The final option is to power the unit with a dynamo hub.  Since there are limitations on the amount of volts and amps, you need to purchase either an E-Werk (Peter White is sole importer in the US, but you can always buy from overseas) or PedalPower +.  The newest is Sinewave Cycles, which I will most likely purchase.  Not only do these thing-a-ma-jigs adjust out put voltage and amps, but they also convert the AC power from the dynamo and convert to DC.  Since Voltage drops at low speeds, it is wise to use these gizmos to charge a battery, and then use the batteries to charge your unit.

As you can see when looking at a battery pack for $15-$20 vs $300-$350 and more “stuff” to carry.  My headlamp takes AA batteries, so if my battery pack does as well, at least there is some standardization.

Planning Routes
I use to advocate the use of Garmin’s BaseCamp or whatever software Garmin had on offer.  Now, my eyes have been opened to the world of RWGPS.  And many suggest BikeRouteToaster as well.  Planning routes is simple, and even bicycle specific.  And they’ll export the appropriate file for your GPS unit (if you want to write directly to the unit, you need pay for “premium”).  I select the appropriate file (TCX for the edge 800) and download to my desktop of where ever I want to temporarily save it.  When looking at a route on RWGPS, you’ll notice on the right hand side a column, and you want to click on the “export” tab.  They even have individualized directions for each cycling specific unit (Edge line of units).

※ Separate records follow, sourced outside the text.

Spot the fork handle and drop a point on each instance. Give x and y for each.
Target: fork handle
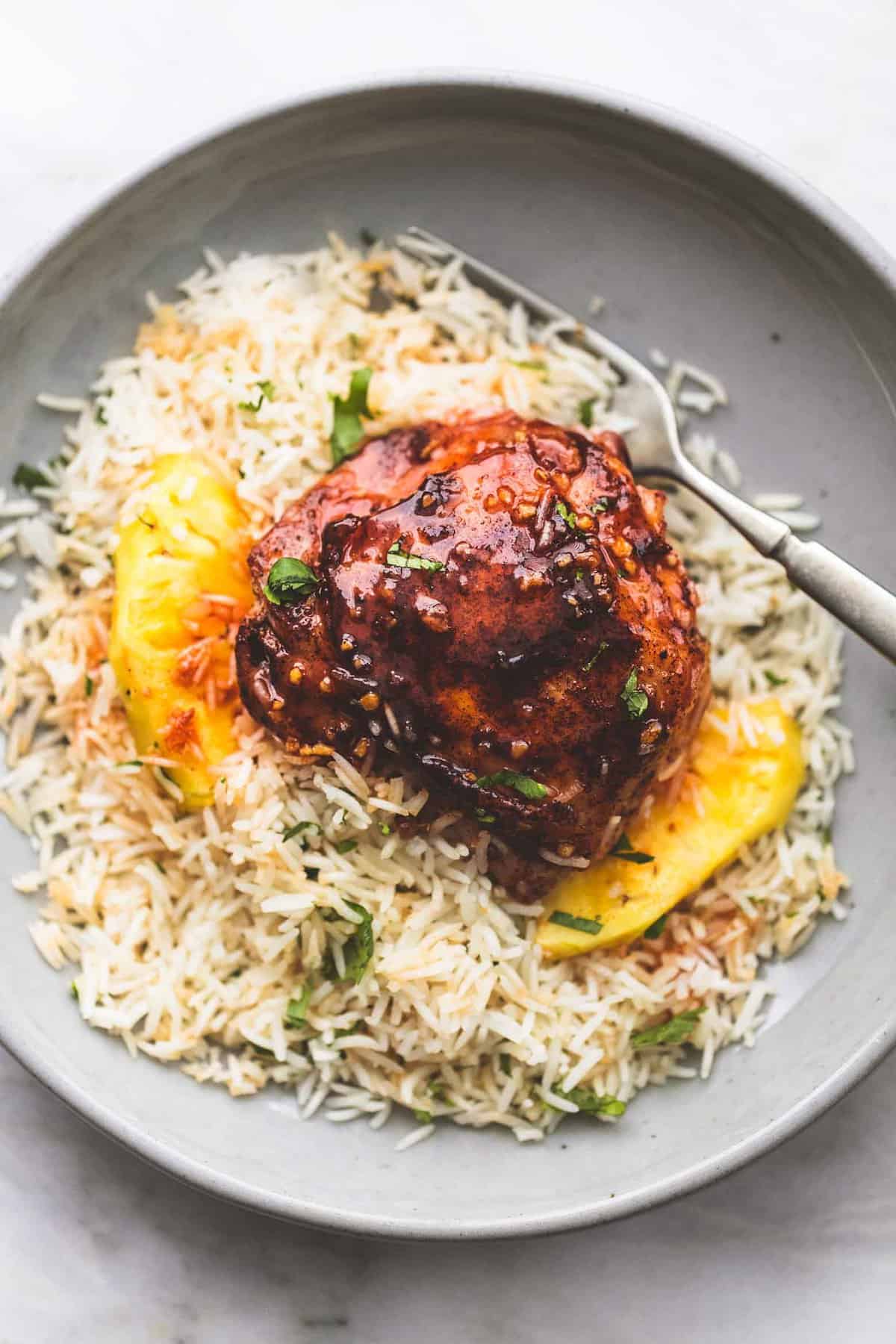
(845, 591)
(840, 588)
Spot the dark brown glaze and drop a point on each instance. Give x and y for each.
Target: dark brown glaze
(514, 653)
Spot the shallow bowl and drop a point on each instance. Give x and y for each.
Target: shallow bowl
(700, 246)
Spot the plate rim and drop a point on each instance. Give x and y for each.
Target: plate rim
(853, 237)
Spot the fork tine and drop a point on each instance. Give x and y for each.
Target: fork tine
(426, 246)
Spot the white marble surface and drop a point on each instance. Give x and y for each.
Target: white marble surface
(94, 1246)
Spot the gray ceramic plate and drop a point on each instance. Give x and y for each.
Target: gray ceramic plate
(702, 248)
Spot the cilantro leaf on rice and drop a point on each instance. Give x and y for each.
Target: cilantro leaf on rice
(348, 432)
(675, 1031)
(358, 949)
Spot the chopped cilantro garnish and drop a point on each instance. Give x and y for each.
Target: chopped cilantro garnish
(406, 561)
(633, 698)
(297, 830)
(591, 1102)
(265, 393)
(576, 922)
(358, 949)
(297, 1008)
(671, 1033)
(566, 514)
(623, 850)
(289, 579)
(28, 477)
(594, 658)
(538, 364)
(348, 430)
(521, 783)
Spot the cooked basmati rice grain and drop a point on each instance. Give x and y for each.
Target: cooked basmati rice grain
(193, 932)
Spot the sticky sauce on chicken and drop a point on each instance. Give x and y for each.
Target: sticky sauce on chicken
(496, 605)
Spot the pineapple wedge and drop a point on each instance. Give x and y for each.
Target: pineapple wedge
(180, 584)
(744, 793)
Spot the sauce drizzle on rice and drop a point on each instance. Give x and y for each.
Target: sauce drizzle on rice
(455, 1015)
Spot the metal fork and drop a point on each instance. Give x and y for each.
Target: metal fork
(656, 450)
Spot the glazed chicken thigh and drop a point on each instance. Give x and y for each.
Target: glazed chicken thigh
(494, 604)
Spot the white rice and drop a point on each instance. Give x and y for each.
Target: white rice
(190, 934)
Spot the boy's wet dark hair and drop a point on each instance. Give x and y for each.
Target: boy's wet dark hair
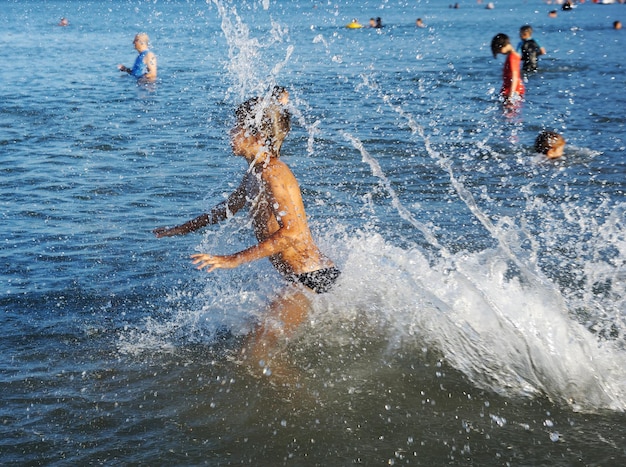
(498, 42)
(270, 120)
(546, 140)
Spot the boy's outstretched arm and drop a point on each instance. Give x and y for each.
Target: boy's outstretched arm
(220, 212)
(293, 231)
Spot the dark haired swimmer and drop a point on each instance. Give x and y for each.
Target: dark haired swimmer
(145, 66)
(279, 221)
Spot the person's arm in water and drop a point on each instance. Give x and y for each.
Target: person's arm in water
(288, 211)
(221, 211)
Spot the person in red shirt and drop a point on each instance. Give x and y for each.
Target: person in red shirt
(512, 84)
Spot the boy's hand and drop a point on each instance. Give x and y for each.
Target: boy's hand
(214, 262)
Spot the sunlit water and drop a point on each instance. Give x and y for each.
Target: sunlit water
(480, 317)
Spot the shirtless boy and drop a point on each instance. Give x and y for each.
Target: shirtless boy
(278, 217)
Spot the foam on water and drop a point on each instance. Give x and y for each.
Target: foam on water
(503, 316)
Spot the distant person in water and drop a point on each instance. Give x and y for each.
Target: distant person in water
(550, 143)
(529, 48)
(145, 67)
(354, 24)
(279, 221)
(512, 90)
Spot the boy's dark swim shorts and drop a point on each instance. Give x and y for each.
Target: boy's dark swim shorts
(319, 281)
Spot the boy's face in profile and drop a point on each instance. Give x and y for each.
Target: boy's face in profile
(243, 142)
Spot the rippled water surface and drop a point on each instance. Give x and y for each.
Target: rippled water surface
(480, 316)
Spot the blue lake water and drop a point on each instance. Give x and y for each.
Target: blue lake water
(480, 318)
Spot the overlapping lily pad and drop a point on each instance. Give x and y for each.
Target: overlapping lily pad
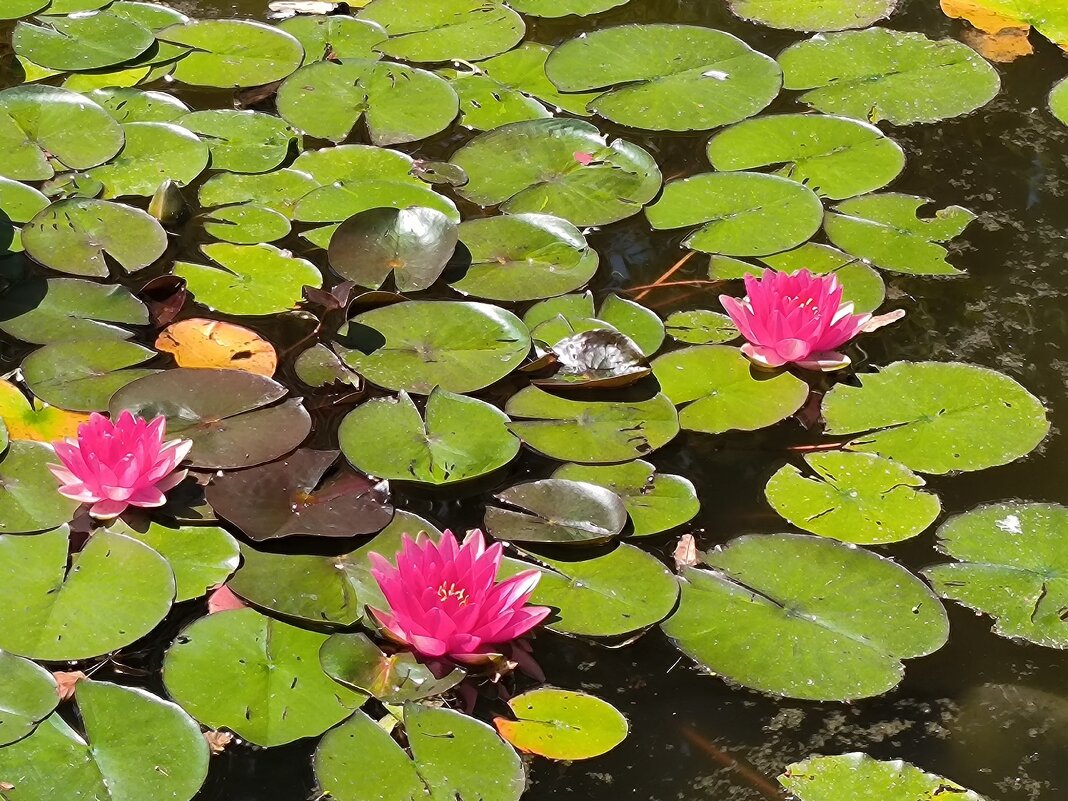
(256, 676)
(560, 167)
(741, 214)
(666, 77)
(772, 607)
(460, 438)
(223, 411)
(720, 391)
(854, 498)
(1011, 560)
(938, 418)
(115, 591)
(591, 433)
(879, 74)
(418, 345)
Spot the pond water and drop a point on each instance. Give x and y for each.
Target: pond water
(989, 712)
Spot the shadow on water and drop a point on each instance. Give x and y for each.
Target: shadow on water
(991, 713)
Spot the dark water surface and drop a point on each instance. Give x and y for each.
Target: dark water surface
(988, 712)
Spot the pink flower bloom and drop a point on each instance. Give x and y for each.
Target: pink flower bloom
(798, 318)
(444, 600)
(118, 465)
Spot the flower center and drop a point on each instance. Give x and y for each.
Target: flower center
(451, 591)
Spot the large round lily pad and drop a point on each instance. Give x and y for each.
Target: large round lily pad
(446, 29)
(591, 432)
(834, 156)
(523, 256)
(256, 676)
(292, 498)
(418, 345)
(854, 498)
(115, 759)
(453, 755)
(721, 391)
(233, 52)
(456, 438)
(29, 501)
(250, 279)
(561, 167)
(741, 214)
(607, 595)
(83, 237)
(666, 77)
(113, 593)
(1011, 560)
(879, 74)
(42, 122)
(232, 417)
(938, 418)
(774, 606)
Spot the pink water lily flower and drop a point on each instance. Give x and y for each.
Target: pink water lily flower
(798, 318)
(444, 599)
(112, 466)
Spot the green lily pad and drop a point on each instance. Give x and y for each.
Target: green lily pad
(413, 244)
(720, 391)
(292, 497)
(280, 190)
(396, 103)
(28, 694)
(30, 500)
(656, 502)
(154, 153)
(886, 231)
(81, 42)
(241, 141)
(114, 759)
(83, 237)
(562, 724)
(608, 595)
(561, 167)
(255, 676)
(853, 498)
(224, 412)
(666, 77)
(773, 606)
(114, 593)
(556, 512)
(701, 327)
(232, 52)
(741, 214)
(335, 37)
(814, 15)
(42, 122)
(524, 256)
(861, 778)
(82, 375)
(43, 311)
(249, 279)
(446, 29)
(591, 432)
(357, 662)
(201, 556)
(460, 438)
(453, 755)
(418, 345)
(134, 106)
(1011, 560)
(938, 418)
(834, 156)
(879, 74)
(247, 224)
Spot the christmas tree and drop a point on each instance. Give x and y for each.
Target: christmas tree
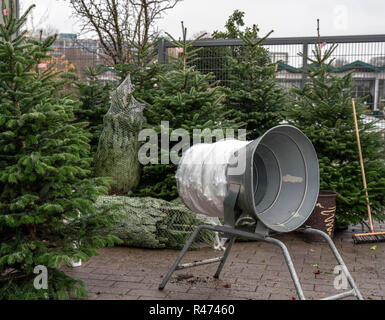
(253, 95)
(189, 100)
(94, 94)
(322, 109)
(47, 216)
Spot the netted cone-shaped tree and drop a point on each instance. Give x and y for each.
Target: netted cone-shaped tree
(117, 154)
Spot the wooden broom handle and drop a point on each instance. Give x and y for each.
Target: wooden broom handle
(362, 167)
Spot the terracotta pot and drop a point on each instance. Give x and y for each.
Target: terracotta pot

CaptureOnce your route is downloaded, you then open up the file structure on for your microSD through either your GPS unit or a card reader (GPS unit works fine in this case).  The files is Garmin->Newfile.  You drop the GPX or TCX file into the “Newfile” folder.  On the “home” screen of the unit, you look for courses and select the one you want.  One last step, after you select the route you want to follow, before you hit that big green “GO!” button, I select the small wrench (“settings”).  I turn on the “Turn Guidance,” off for the “Virtual Partner” and off for the “Off Course Warnings.”

Doing this should give you turn-by-turn directions.  Your unit will beep as you get 40-50′ from a turn.  Then it will make a little louder sound as you are just about at the turn and the screen will change to a close in map to show you the navigation through the turn.  As many RBA’s will put on their website, the official cue sheet is handed out right before the ride.  If the RBA is kind of enough to draw the course up in RWGPS our lives are certainly made easier.  But, you should always verify with the cue sheet.  I like to email the RBA a few days before and get an electronic copy, I can then match against my RWGPS map and export.  I then ask the RBA at registration if the course has changed, and usually they almost always reply, “no.”  I then have a high degree of confidence, not complete trust, that the GPS is correct.

Post-Ride
I like to use Strava to download my rides.  It’s easy to use, it gives me the data I want and best of all, free.  Those paying for a premium membership at RWGPS can download there and Garmin Connect is also a popular one.  If you have multiple files, you’ll need to “stitch” them together using Garmin’s BaseCamp or another one of these options.